She : D, you are so right. My dad used to carry a photo of Gandhi Bapu in his wallet. Along side one of Surajbaa – his mother and Mahaprabhuji. For my father, Bapu’s simplicity and way of life were traits to follow. It has become fashionable to blame Gandhi for everything…  i understand that we may not agree with or understand everything he did or preached but am aghast that we doubt his sincerity and honesty. He never made any fortune for himself.
Me: The ones who criticize Gandhi actually haven’t even read or understood Gandhi’s philosophy.
She: i m tired of this new, uneducated, gullible  india.
Me: Please add : Aggressive and consumerist.
She: Yes, Modified. Rewrite history, rename roads. Everything ever discovered was by our ancients.
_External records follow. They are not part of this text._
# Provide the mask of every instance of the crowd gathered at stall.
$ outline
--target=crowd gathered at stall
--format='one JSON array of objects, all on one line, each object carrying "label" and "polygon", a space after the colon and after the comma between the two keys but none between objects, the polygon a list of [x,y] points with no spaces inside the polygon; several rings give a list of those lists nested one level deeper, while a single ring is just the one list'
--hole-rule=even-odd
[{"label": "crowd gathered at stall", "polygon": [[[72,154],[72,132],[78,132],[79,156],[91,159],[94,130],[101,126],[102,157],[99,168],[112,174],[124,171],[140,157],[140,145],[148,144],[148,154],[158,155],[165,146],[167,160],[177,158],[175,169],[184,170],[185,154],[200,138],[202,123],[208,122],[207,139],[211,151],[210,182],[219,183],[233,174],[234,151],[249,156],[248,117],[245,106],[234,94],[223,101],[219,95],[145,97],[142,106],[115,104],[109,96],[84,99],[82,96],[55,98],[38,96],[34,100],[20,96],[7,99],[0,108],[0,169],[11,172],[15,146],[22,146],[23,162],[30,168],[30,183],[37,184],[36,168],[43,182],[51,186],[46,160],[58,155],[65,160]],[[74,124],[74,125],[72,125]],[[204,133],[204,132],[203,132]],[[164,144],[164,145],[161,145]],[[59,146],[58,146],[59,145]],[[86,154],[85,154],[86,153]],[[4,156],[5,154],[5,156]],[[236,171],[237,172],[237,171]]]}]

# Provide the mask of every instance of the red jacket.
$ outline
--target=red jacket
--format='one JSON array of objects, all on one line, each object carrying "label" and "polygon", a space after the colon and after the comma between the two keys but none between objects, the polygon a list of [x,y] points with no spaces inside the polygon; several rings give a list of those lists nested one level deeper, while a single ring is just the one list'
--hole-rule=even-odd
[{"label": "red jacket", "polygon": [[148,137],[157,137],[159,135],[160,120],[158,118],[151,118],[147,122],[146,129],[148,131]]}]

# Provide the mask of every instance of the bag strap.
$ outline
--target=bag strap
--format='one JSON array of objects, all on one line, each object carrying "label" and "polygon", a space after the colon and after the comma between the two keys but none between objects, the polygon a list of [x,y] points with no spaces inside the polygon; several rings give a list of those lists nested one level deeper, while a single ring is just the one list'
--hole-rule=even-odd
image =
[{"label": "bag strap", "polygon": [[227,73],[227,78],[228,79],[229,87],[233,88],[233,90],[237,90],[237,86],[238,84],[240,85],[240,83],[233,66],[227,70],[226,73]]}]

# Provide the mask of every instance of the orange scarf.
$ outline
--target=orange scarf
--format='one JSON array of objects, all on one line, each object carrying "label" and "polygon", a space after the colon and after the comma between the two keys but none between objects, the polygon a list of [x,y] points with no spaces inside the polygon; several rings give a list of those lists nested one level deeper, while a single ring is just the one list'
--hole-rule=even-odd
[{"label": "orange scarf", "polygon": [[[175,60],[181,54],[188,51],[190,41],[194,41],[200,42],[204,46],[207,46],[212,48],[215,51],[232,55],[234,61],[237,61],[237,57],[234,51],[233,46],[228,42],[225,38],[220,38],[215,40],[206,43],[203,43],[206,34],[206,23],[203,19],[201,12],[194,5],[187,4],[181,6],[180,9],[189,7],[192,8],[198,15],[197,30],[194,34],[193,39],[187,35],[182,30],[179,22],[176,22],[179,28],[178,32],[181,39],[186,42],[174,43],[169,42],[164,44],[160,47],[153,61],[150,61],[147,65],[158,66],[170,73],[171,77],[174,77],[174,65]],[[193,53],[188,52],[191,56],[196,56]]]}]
She: D, we are gone, Our country is gone. Wherever we go, we are pounced on.  All around me I see Muslim haters. In my family, in my husband’s family. India has changed.

I talked to my mother-in-law about Gandhiji. She remembers Gandhi’s death. She was a little girl then but she remembers it very vividly. She tells me on the day (January 30, 1948) of Gandhi’s death, the whole village (in Kerala) mourned. People cried as if they have lost their own father. Hardly anybody had dinner that night. They all grieved deeply and intensely Gandhi’s death.

Like I am grieving right now. Along with some of my friends. But you know, we are the new micro-minority. We are isolated souls living on the fringe of a new, aggressive, masculine, consumerist India.